When an essential aircraft part becomes unavailable, it’s not a constraint for the 533 Commodities Maintenance Squadron. They take the motto, “Built right. Ready to fight,” to an entirely different level since they can fabricate their own parts.

This skilled group of engineers and technicians design, prototype and manufacture thousands of critical components annually, that can’t be found anywhere else in the world. 

Some of the parts they mill, shape, bend and construct include B-1 hinges, T-38 aileron control levers, F-16 fuel shelf brackets, A-10 segments and C-130 fuselage section ribs.

Creating a usable aircraft part is not a simple process, which begins with a capability check to be sure they have the resources needed to produce the asset. Then it goes to planning and engineering where they do modeling and programming.

“At that time, we grab the raw stock and run it across an array of different machines that may be required to make the part,” said Helen Jacobs, 533 CMMXS new manufacturing section chief. “Lathes, mills, welding, sheet metal, whatever the process would be to complete that asset. The material may need to be heat-treated, welded, machined, or any number of procedures. It’s quite a process.”

These parts are manufactured in order to bridge a gap in the regular supply system, when there’s no contract in place from an outside source.

“They come to us and say they need a certain amount of back orders for a specific part,” said Darren Ketchell, 533 CMMXS new manufacturing flight chief. “I’ll fill that back order until it’s supportable in supply. I might build 10 assets or I might build 100. It depends on what the Air Force need is and what that bridge gap is from when that contract is going to deliver; I can fill that gap.”

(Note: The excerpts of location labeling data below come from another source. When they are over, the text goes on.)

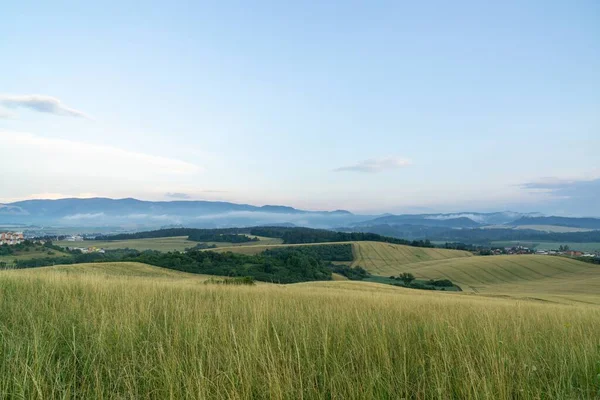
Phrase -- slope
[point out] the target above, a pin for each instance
(544, 277)
(384, 258)
(114, 269)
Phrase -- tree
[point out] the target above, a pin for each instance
(406, 277)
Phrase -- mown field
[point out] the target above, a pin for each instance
(33, 253)
(544, 277)
(384, 258)
(550, 245)
(372, 253)
(135, 331)
(178, 243)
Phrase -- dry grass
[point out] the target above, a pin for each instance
(543, 277)
(385, 258)
(90, 334)
(178, 243)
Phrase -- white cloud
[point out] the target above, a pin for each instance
(5, 114)
(374, 165)
(41, 103)
(57, 166)
(77, 157)
(178, 195)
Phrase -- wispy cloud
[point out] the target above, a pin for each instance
(60, 157)
(175, 195)
(5, 114)
(375, 165)
(570, 196)
(41, 103)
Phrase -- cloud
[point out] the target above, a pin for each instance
(375, 165)
(77, 217)
(5, 114)
(183, 196)
(568, 196)
(80, 158)
(41, 103)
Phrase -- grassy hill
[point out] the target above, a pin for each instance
(95, 331)
(116, 269)
(33, 252)
(385, 258)
(373, 254)
(544, 277)
(177, 243)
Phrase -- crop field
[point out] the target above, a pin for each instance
(550, 245)
(543, 277)
(553, 228)
(385, 259)
(178, 243)
(146, 334)
(35, 253)
(372, 253)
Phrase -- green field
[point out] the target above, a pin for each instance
(383, 258)
(553, 228)
(178, 243)
(542, 277)
(537, 245)
(133, 331)
(38, 252)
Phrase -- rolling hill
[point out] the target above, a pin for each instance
(134, 331)
(544, 277)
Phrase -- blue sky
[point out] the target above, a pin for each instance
(367, 106)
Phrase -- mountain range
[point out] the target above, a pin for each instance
(138, 214)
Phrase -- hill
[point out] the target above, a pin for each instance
(116, 269)
(585, 223)
(80, 335)
(382, 258)
(545, 277)
(98, 212)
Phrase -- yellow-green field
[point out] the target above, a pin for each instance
(542, 277)
(370, 253)
(384, 258)
(38, 252)
(136, 331)
(178, 243)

A possible aircraft grounding about 12 years ago, because of an unavailable part, is what put the local parts manufacturers on the map.

The T-38 aileron lever was not available through the normal supply chain, and vendors weren’t able to produce it. The new manufacturing flight aggressively went to work and ultimately produced more than 2,000 of the important part, avoiding a fleet grounding.

Ketchell said there’s always been a need and a requirement for local manufacturing because they fulfill a vital role for the military.

“People don’t realize the capability that local manufacturing has,” he said. “We’re a small entity, but we have a big impact on the overall mission. We play a huge part in the overall success of people producing their end-item asset.”